Com esta lacuna, os ministros foram praticamente lançados ao léu e passaram a falar dentro daquilo que imaginam como correto, sem uma relação mais afinada com um plano de governo. O ministro da Casa Civil, Onyx Lorenzoni, por exemplo, disse que iria demitir 320 servidores de cargos comissionados com a justificativa de "despetizar" o setor, causando um alvoroço nas bases com a promessa velada de caça às bruxas. Afeita a polêmicas, a ministra Damares Alves, da Mulher, Família e Direitos Humanos, soltou na semana passada a pérola "menino veste azul e menina veste rosa", numa clara alusão ao comportamento sexual das chamadas minorias de gênero.

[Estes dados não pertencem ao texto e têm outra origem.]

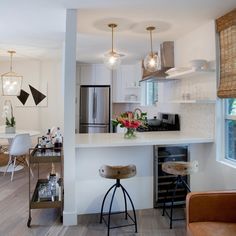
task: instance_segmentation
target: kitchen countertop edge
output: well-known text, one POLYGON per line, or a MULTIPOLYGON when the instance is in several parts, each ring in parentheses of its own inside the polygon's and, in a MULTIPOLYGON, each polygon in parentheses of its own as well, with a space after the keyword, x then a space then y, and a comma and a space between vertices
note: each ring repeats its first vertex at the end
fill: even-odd
POLYGON ((76 134, 76 148, 129 147, 147 145, 171 145, 213 143, 213 137, 185 134, 179 131, 140 132, 135 139, 125 139, 123 133, 76 134))

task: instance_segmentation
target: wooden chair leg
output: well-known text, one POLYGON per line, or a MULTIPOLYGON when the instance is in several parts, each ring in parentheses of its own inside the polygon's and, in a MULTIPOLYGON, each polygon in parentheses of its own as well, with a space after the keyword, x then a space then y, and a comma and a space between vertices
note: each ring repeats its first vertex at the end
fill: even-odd
POLYGON ((11 159, 11 156, 9 155, 8 163, 7 163, 6 169, 5 169, 4 174, 3 174, 4 176, 6 175, 7 170, 9 168, 9 166, 11 165, 11 163, 12 163, 12 159, 11 159))
MULTIPOLYGON (((25 156, 25 161, 26 161, 26 163, 27 163, 28 168, 30 168, 30 166, 29 166, 29 160, 28 160, 27 156, 25 156)), ((31 173, 32 177, 34 178, 34 173, 33 173, 33 171, 32 171, 31 168, 30 168, 30 173, 31 173)))
POLYGON ((13 168, 11 172, 11 182, 13 180, 14 172, 15 172, 15 166, 16 166, 16 157, 14 157, 14 162, 13 162, 13 168))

Por sua vez, o ministro da Educação, Ricardo Vélez Rodríguez, saindo da esfera do discurso e passando para a das ações, anunciou a criação da Secretaria da Alfabetização e da Subsecretaria de Fomento às Escolas Cívico-Militares, o que também despertou certo incômodo nos educadores. O super-ministro da Economia, Paulo Guedes, porém, é quem está carregando o maior fardo nestes primeiros dias, pois tem de viabilizar a reforma da Previdência e conquistar votos no Congresso Nacional.
Com tamanha matéria-prima disponível, a Imprensa se aproveitou para confrontar situações e estabelecer paralelos entre o velho e o novo, sem, no entanto, sair do campo das especulações. Neste primeiro momento, Bolsonaro vai precisar de muita habilidade para controlar, sem tirar a autoridade, a língua de seus ministros.